What he wouldn’t give for just one more meal at Antoine’s when the wine flowed and the conversation rolled and nothing mattered outside their small table.

Years ago, he’d shared a great meal and a couple bottles of wine with her in the old restaurant’s Mystery Room. At Antoine’s, the menu is more than one hundred years old and each of the fourteen dining rooms are lined with a barrage of images, from daguerreotype photos to pictures of long-dead Krewe queens.

That night, the crowd had thinned to a patter of conversation as they walked to a dimly lit back staircase to the second floor. Kate laughed and stumbled as Nick led her into an empty upstairs dining room and closed a squeaky door. The light was so dim, the furniture appeared as shadows in the orange glow. The old floors creaked beneath them as they wandered by the tables smelling of clean linen and the walls of hot wood.

The room had felt enormous. So silent, it buzzed.

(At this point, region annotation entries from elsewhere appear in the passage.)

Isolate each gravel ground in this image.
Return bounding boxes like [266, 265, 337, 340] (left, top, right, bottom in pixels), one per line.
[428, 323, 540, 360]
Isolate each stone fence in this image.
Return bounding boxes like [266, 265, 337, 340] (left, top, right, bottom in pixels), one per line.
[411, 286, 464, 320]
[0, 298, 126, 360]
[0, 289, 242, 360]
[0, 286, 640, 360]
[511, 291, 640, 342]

Kate led him to an empty chair behind a partition. She was wearing a black summer dress with spaghetti straps and sat on his lap. Nick had felt the blood working through his veins as a door opened and someone switched off the lights. He touched her cheek in the darkness and slid down one of her straps. She wasn’t wearing a bra and he kissed her chest. She unbuttoned his pants and she stood as he worked her panties down her legs. It was all by touch. In the darkness, he couldn’t tell where he started and she ended. It was exciting knowing they could be caught as she breathed louder and began to make soft noises. They both melted into each other that June night in the desolate floor of the New Orleans institution. It ended with the longest, most twisted kiss he’d ever known.